Erika Newkirk, senior executive director of human resources for Chapel Hill-Carrboro City Schools, said in an email she believes the change could make employment less attractive in comparison to other states.

“The change in retirement benefits should not hinder our ability to compete against other North Carolina school districts,” Newkirk said. “However, it may play a significant role in attracting teachers from other states and nations, and it may also make it more difficult to keep our wonderful teachers in North Carolina.”

Beasley said she believes part of the solution to the funding problem could be the Clear Pricing Project, a strategy introduced by the treasurer’s office in 2019 that seeks to reduce the cost of healthcare for both the state and its employees.
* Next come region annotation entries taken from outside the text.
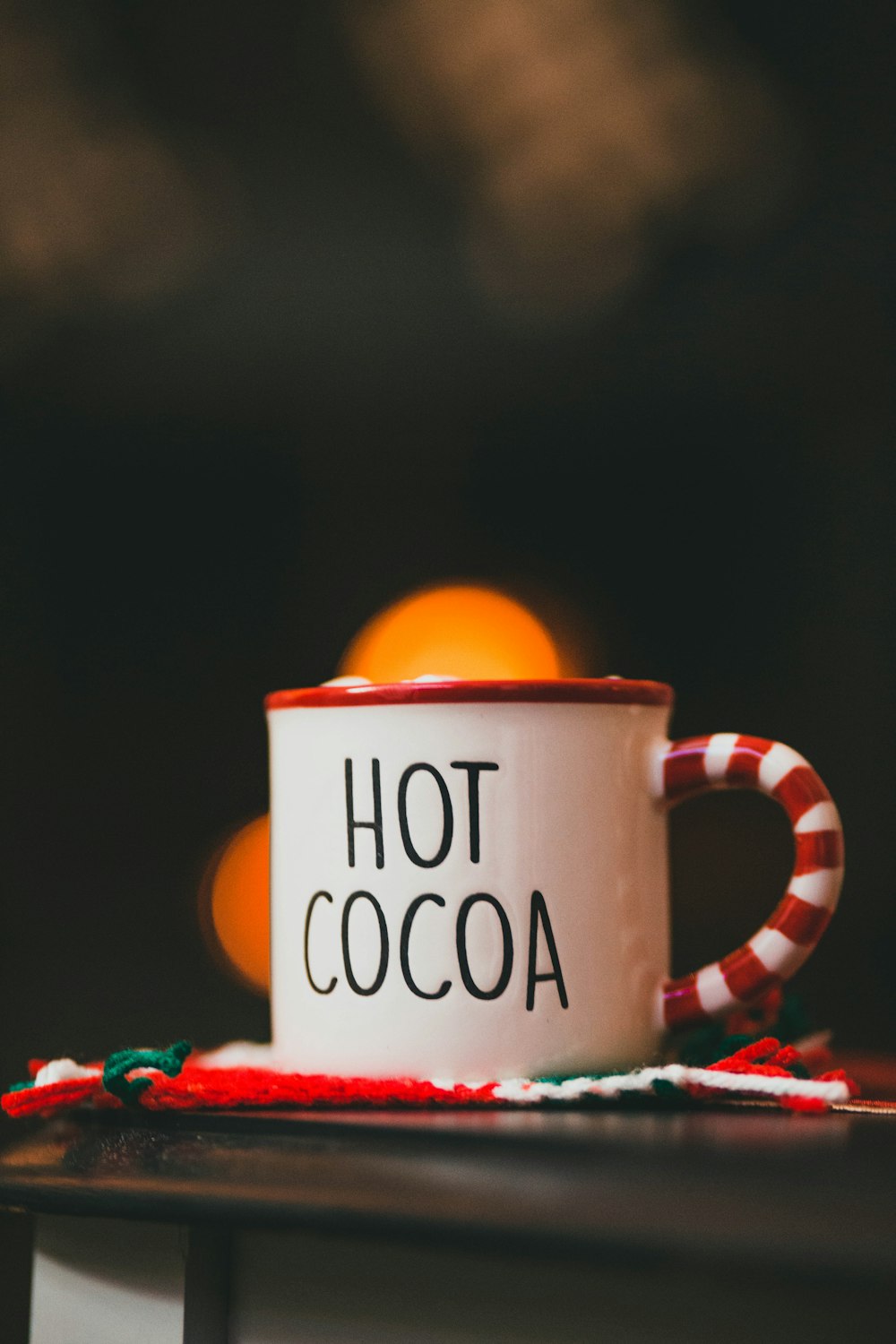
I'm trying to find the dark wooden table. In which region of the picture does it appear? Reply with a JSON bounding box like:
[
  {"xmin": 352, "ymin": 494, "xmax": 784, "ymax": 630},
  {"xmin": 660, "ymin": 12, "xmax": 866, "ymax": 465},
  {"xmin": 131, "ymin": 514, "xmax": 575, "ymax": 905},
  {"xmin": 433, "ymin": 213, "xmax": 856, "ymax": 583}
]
[{"xmin": 0, "ymin": 1107, "xmax": 896, "ymax": 1344}]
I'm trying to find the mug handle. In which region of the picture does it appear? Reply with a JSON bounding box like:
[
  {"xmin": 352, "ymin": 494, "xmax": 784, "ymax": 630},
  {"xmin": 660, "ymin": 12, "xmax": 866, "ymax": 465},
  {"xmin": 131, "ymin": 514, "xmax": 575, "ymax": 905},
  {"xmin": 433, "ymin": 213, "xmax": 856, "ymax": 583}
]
[{"xmin": 653, "ymin": 733, "xmax": 844, "ymax": 1029}]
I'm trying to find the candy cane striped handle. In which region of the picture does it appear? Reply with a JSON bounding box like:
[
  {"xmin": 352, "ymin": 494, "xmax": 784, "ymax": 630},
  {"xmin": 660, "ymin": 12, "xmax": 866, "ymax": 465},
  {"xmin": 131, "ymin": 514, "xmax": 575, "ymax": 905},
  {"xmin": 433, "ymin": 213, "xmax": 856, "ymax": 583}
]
[{"xmin": 656, "ymin": 733, "xmax": 844, "ymax": 1027}]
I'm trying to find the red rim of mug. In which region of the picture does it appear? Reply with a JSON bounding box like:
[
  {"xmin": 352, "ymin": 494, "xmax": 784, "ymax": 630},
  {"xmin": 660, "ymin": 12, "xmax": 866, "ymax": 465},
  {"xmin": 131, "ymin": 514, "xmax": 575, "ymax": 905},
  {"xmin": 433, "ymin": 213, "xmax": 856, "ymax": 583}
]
[{"xmin": 264, "ymin": 676, "xmax": 673, "ymax": 711}]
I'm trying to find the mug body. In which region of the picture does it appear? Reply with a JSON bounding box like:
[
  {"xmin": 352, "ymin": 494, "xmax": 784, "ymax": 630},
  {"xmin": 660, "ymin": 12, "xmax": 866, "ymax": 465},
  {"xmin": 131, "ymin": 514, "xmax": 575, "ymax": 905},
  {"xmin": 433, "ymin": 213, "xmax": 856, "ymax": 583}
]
[{"xmin": 267, "ymin": 679, "xmax": 670, "ymax": 1081}]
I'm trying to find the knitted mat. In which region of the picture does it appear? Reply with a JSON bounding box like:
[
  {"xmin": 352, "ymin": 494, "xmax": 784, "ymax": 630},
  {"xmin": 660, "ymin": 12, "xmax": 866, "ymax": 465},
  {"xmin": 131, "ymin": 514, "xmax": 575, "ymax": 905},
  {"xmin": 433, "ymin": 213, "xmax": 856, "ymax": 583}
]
[{"xmin": 0, "ymin": 988, "xmax": 870, "ymax": 1117}]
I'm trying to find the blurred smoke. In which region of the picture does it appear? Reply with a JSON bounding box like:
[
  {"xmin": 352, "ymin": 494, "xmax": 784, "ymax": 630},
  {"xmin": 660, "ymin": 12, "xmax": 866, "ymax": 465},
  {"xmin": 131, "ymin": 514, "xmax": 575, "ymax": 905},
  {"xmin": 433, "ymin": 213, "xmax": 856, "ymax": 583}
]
[
  {"xmin": 344, "ymin": 0, "xmax": 794, "ymax": 319},
  {"xmin": 0, "ymin": 0, "xmax": 230, "ymax": 343}
]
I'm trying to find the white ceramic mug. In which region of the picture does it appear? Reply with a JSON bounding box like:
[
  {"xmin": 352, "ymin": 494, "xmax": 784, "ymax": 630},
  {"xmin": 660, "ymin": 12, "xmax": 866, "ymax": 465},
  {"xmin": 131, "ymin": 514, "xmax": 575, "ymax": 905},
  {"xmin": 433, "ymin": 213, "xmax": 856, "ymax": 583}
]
[{"xmin": 266, "ymin": 677, "xmax": 842, "ymax": 1081}]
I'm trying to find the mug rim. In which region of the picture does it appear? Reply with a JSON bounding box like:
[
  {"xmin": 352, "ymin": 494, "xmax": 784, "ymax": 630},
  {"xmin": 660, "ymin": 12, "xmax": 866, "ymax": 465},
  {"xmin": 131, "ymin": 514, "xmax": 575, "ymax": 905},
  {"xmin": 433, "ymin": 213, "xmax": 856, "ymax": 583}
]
[{"xmin": 264, "ymin": 676, "xmax": 673, "ymax": 714}]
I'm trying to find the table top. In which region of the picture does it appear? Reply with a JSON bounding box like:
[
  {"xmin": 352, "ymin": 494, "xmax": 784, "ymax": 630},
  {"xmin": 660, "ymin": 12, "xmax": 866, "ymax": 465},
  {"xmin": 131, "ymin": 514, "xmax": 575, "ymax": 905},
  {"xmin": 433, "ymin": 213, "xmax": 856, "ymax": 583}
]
[{"xmin": 0, "ymin": 1086, "xmax": 896, "ymax": 1277}]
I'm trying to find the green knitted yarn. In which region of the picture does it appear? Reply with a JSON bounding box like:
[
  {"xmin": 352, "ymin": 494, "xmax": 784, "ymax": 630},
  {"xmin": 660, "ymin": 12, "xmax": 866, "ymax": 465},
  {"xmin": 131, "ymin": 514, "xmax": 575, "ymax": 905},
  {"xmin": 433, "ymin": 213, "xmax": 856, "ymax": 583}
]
[{"xmin": 102, "ymin": 1040, "xmax": 194, "ymax": 1107}]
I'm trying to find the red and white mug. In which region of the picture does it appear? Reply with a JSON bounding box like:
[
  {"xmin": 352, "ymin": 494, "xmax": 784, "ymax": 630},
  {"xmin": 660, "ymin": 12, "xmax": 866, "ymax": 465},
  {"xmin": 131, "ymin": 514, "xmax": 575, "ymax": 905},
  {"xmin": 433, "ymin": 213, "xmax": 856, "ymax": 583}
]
[{"xmin": 266, "ymin": 677, "xmax": 842, "ymax": 1081}]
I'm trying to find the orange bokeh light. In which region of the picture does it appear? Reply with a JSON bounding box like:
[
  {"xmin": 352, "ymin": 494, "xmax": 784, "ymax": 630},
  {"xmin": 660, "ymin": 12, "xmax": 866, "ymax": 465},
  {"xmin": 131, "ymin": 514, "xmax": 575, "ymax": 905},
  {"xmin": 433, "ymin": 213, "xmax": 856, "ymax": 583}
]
[
  {"xmin": 340, "ymin": 583, "xmax": 570, "ymax": 682},
  {"xmin": 204, "ymin": 583, "xmax": 579, "ymax": 994},
  {"xmin": 207, "ymin": 816, "xmax": 270, "ymax": 994}
]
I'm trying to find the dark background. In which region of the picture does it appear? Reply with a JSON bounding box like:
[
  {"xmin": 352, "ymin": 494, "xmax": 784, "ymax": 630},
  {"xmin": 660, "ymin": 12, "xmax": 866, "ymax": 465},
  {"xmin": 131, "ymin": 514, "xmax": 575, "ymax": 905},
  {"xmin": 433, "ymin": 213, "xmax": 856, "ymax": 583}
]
[{"xmin": 0, "ymin": 0, "xmax": 896, "ymax": 1078}]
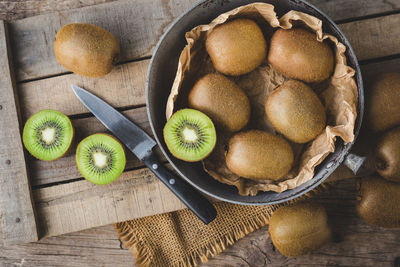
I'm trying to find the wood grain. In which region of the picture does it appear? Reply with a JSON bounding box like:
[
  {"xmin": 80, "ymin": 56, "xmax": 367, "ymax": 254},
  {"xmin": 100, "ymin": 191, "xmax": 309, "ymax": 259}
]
[
  {"xmin": 10, "ymin": 0, "xmax": 197, "ymax": 81},
  {"xmin": 19, "ymin": 14, "xmax": 400, "ymax": 119},
  {"xmin": 340, "ymin": 14, "xmax": 400, "ymax": 60},
  {"xmin": 10, "ymin": 0, "xmax": 400, "ymax": 81},
  {"xmin": 205, "ymin": 180, "xmax": 400, "ymax": 267},
  {"xmin": 0, "ymin": 21, "xmax": 38, "ymax": 245},
  {"xmin": 18, "ymin": 60, "xmax": 149, "ymax": 120},
  {"xmin": 28, "ymin": 107, "xmax": 166, "ymax": 186},
  {"xmin": 33, "ymin": 166, "xmax": 185, "ymax": 238}
]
The project involves the state working directly with providers to produce services for employees, rather than having the state merely reimburse employees’ medical expenses, providing transparent costs for the employee and state.

Beasley said she believes a further commitment to this program could allow the state to continue to provide retiree benefits.

“There may be room for change if we come back and readdress it at some point in the future,” Beasley said.

Despite this withdrawal of retiree benefits for new employees, Folwell said the treasurer’s office is committed to balancing the budget so that the General Assembly can continue to fully fund the pension retirement plan, and the current employee health care plan in the future. Folwell said during the pandemic, he believes it’s critical that these programs continue to be funded.

“The General Assembly’s gonna have to watch their pennies and paperclips, like everyone else is having to,” he said.